Wnioski po meczu z Legią
Po remisie 0:0 z Legią Warszawa drużyna trenera Nielsa Frederiksena przygotowuje się do kolejnego spotkania z Gryfem Słupsk. O wnioskach po ostatnim meczu oraz planach kadrowych opowiedział szkoleniowiec Kolejorza.
- Z meczu z Legią możemy wyciągnąć sporo pozytywów. Jesteśmy zadowoleni z tego, jak zaprezentowaliśmy się jako zespół. Graliśmy razem - zarówno z piłką, jak i bez niej. Nie dopuściliśmy rywala do wielu sytuacji, a sami potrafiliśmy stworzyć kilka groźnych okazji - powiedział Niels Frederiksen.

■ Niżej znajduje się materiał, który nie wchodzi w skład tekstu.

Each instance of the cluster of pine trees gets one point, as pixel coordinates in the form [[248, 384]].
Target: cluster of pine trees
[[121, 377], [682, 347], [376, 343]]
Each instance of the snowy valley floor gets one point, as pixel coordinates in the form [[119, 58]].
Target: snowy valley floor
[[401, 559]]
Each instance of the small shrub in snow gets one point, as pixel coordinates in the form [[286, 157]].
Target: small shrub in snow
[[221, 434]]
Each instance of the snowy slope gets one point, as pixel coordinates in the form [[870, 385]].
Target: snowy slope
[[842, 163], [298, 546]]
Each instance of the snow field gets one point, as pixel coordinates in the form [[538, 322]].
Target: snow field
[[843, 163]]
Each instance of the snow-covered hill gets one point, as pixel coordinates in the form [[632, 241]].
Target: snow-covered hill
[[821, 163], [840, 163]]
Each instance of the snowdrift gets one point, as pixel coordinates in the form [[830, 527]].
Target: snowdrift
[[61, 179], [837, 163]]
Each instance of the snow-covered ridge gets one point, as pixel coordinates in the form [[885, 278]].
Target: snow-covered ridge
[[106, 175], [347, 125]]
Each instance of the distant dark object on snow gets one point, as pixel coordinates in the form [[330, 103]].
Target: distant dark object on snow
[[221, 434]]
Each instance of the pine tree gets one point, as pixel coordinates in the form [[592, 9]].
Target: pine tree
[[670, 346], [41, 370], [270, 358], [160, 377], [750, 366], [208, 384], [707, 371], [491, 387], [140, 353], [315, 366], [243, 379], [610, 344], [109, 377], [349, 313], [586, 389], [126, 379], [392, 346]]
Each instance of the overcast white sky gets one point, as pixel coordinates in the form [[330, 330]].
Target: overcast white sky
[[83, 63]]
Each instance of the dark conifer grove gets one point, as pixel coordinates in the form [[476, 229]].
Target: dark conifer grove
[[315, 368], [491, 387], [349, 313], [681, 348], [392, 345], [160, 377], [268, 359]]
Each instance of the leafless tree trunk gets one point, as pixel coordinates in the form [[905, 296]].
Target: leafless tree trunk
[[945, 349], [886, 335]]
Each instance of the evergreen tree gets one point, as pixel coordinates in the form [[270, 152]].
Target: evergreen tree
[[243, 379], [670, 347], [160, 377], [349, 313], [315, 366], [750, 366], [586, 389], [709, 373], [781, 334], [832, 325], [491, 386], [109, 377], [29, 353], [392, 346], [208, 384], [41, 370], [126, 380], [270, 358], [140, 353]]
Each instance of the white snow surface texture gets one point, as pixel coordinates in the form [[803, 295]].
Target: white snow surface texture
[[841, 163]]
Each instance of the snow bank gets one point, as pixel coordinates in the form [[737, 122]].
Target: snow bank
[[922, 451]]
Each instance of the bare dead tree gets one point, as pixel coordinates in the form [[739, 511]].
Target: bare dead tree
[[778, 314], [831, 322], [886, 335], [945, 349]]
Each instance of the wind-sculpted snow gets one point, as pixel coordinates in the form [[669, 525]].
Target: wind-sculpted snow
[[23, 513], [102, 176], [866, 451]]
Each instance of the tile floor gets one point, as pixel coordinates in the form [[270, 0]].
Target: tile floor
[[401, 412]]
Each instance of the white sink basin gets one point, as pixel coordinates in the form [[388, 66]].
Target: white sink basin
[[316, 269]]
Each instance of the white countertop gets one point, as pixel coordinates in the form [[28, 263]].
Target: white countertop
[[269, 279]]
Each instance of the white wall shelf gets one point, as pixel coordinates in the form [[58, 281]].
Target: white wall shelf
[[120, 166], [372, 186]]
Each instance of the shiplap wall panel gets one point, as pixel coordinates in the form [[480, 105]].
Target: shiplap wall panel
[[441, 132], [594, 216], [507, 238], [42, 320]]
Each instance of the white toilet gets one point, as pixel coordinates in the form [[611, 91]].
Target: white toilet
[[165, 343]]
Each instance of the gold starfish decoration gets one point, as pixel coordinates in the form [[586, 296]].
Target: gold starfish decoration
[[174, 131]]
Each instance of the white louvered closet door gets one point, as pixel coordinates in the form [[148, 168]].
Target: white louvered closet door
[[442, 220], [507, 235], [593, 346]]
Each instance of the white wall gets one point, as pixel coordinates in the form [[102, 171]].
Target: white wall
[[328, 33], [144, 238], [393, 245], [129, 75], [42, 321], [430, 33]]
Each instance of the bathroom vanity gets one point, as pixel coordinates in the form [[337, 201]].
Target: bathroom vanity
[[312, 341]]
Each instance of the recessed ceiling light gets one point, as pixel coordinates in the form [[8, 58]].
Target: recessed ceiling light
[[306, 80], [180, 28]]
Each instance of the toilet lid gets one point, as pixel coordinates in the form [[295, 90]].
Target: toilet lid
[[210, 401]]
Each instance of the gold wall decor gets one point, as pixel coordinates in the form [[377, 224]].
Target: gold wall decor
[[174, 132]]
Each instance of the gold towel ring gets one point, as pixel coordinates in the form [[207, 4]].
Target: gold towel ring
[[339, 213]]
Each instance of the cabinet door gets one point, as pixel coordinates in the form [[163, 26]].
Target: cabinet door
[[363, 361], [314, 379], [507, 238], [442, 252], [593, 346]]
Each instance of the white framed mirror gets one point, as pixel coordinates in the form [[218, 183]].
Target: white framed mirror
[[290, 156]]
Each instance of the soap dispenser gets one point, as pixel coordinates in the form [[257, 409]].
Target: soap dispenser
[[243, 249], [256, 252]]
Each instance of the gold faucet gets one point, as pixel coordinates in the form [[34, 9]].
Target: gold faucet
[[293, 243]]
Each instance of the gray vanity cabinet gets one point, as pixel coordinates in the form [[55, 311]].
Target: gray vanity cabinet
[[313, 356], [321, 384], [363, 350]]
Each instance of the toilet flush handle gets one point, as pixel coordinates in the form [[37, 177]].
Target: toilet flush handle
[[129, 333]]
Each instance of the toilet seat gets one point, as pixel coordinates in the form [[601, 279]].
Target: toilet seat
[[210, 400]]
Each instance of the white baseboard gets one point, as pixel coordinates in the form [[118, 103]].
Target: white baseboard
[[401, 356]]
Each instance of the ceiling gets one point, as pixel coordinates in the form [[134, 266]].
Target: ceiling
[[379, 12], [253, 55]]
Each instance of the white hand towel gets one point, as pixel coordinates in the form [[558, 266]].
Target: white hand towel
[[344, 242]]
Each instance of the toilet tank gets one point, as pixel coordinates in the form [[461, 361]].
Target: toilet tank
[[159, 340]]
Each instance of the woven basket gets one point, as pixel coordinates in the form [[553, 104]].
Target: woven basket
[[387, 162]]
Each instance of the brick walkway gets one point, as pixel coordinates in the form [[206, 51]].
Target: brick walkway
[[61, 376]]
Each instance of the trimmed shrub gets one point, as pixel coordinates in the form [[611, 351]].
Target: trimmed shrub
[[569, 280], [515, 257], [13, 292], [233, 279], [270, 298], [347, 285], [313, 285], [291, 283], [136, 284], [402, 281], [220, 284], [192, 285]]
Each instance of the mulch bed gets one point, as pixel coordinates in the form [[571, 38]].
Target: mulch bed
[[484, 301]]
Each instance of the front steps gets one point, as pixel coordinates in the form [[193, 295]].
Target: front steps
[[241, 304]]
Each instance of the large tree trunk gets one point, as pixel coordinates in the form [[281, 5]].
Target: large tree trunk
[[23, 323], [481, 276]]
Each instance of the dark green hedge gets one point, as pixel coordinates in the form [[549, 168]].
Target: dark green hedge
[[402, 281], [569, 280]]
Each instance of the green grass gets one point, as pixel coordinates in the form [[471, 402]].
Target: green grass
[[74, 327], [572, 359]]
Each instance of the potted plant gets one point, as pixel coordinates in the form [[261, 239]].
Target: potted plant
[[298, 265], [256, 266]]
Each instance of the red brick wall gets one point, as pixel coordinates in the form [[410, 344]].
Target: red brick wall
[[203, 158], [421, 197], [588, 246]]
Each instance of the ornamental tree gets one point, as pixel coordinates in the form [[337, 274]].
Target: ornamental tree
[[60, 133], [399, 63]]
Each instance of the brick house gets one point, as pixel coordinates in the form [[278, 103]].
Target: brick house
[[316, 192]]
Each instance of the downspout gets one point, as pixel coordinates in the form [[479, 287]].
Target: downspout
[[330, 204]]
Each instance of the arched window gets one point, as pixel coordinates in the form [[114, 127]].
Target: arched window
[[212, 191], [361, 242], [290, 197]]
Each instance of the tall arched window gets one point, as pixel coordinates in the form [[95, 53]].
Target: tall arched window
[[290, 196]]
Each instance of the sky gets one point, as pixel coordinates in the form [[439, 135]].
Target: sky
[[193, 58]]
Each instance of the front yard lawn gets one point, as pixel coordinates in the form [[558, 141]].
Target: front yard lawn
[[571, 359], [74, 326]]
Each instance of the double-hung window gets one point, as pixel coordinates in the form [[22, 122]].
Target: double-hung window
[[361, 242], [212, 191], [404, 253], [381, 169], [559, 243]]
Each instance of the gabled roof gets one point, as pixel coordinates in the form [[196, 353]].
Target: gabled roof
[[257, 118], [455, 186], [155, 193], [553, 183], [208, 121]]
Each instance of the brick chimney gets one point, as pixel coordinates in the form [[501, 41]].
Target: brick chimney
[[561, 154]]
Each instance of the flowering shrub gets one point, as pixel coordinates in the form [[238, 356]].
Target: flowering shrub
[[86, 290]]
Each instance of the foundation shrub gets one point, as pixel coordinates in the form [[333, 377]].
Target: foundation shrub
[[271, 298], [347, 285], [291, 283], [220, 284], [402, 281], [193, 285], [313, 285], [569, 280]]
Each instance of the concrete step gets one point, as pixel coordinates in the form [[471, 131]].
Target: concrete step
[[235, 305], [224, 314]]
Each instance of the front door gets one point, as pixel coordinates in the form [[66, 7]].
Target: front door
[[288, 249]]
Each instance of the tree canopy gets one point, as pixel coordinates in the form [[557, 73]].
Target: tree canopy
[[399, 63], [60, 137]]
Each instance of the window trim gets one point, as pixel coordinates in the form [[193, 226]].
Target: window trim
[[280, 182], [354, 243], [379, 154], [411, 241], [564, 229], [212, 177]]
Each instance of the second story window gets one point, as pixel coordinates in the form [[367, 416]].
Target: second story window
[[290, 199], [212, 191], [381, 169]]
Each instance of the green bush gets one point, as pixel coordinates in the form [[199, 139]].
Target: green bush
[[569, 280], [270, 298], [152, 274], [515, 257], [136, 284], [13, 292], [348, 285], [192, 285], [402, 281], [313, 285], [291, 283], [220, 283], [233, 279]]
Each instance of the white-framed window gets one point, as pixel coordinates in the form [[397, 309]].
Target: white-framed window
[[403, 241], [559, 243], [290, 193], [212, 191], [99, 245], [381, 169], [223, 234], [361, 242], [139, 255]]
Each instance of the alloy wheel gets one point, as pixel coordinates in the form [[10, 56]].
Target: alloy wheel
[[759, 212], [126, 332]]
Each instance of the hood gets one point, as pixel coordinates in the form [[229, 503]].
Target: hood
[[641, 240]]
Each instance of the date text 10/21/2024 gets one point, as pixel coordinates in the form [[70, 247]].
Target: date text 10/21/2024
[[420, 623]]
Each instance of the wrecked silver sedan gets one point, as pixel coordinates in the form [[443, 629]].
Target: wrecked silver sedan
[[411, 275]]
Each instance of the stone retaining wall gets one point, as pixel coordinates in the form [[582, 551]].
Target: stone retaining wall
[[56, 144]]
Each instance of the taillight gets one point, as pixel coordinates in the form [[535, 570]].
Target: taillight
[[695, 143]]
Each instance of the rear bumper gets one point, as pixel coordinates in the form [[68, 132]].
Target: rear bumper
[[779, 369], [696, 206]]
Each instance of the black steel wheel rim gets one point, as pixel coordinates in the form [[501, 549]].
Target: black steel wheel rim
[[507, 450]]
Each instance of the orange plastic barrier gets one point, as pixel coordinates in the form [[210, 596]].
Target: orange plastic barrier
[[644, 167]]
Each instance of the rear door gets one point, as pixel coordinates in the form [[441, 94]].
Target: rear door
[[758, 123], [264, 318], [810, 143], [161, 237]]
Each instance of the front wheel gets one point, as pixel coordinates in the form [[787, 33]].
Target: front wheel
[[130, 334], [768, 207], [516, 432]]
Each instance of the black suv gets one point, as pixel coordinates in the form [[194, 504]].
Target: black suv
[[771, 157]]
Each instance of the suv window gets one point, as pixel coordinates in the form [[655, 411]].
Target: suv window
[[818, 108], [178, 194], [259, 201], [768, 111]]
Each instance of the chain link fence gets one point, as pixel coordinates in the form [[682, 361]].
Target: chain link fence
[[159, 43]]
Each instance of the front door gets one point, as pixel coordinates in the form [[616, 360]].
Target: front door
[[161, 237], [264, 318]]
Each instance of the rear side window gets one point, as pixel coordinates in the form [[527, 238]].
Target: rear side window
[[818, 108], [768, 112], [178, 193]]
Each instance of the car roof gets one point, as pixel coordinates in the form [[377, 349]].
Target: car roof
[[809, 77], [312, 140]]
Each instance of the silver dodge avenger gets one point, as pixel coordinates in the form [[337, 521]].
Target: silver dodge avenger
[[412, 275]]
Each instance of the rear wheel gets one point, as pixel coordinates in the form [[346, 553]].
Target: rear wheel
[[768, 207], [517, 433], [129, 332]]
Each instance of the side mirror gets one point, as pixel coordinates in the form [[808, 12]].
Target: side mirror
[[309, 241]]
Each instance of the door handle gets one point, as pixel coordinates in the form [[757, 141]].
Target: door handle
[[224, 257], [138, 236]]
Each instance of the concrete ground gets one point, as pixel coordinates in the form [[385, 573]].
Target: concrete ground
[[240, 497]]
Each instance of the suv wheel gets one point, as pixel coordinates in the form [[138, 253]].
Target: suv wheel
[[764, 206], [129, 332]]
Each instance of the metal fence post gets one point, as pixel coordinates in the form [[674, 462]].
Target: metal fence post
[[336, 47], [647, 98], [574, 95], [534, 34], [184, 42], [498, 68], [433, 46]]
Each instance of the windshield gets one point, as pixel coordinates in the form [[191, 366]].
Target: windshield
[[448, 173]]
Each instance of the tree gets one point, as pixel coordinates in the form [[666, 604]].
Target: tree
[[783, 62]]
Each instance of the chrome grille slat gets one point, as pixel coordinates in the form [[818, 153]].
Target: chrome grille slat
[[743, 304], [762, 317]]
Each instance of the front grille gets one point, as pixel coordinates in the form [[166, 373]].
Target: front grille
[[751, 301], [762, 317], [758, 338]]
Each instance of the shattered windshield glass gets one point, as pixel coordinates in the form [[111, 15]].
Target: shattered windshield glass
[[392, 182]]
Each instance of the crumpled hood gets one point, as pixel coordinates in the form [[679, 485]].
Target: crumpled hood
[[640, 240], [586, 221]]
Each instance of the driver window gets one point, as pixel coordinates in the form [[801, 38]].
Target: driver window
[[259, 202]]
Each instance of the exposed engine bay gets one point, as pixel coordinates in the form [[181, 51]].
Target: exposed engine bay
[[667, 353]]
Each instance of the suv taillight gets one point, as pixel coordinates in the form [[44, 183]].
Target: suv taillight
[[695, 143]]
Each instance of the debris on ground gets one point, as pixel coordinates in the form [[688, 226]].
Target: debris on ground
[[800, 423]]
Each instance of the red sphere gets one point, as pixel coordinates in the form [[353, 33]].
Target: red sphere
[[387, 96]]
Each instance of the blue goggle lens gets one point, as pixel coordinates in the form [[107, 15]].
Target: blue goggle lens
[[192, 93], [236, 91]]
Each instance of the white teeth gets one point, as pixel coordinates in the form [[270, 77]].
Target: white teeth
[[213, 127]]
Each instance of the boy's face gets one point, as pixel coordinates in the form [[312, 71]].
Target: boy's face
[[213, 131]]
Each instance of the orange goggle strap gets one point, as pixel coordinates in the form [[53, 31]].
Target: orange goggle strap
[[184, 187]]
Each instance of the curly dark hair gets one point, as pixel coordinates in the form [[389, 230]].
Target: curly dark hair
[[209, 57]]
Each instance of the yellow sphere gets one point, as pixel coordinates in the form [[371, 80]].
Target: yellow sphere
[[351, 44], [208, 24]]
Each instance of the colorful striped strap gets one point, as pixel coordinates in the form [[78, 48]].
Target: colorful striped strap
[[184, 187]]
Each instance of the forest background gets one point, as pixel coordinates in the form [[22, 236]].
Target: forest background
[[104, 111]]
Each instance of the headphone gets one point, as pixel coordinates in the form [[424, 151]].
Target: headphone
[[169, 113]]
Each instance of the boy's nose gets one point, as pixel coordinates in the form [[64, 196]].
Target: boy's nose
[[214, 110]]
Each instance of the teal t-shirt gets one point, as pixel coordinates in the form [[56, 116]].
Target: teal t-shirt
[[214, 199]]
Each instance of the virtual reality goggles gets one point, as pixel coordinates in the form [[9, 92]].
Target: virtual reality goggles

Trener podkreślił jednak, że drużyna wciąż ma nad czym pracować.
- Nie byliśmy w pełni zadowoleni z tego, co prezentowaliśmy w ostatniej tercji boiska. Mogliśmy wykreować więcej sytuacji. Struktura gry wyglądała jednak dobrze, a zawodnicy dali z siebie bardzo dużo. To był mecz, z którego możemy być zadowoleni, choć oczywiście zawsze gramy o zwycięstwo - dodał szkoleniowiec Lecha.
Młody napastnik nie pojedzie na mecz z czwartoligowcem
W kontekście spotkania z Gryfem pojawiło się pytanie o szanse dla młodych zawodników, w tym Kamila Jakóbczyka, który w poprzednim sezonie zdobył bramkę właśnie przeciwko ekipie ze Słupska. W bieżących rozgrywkach ma już na koncie 14 goli w rezerwach Lecha.
Frederiksen zdradził jednak, że młody napastnik nie znajdzie się w kadrze na to spotkanie.
- Nie wiedziałem nawet, że strzelił gola przeciwko Gryfowi. To nie ma znaczenia - liczy się to, by wystawić skład, który naszym zdaniem najlepiej poradzi sobie teraz. Kamil to silny zawodnik z dużym potencjałem. Dlatego też był częścią składu w Gibraltarze. W przyszłości na pewno dostanie swoje szanse. Tym razem chcemy dać minuty takim zawodnikom jak Yannick Agnero czy Mikael Ishak - wyjaśnił trener.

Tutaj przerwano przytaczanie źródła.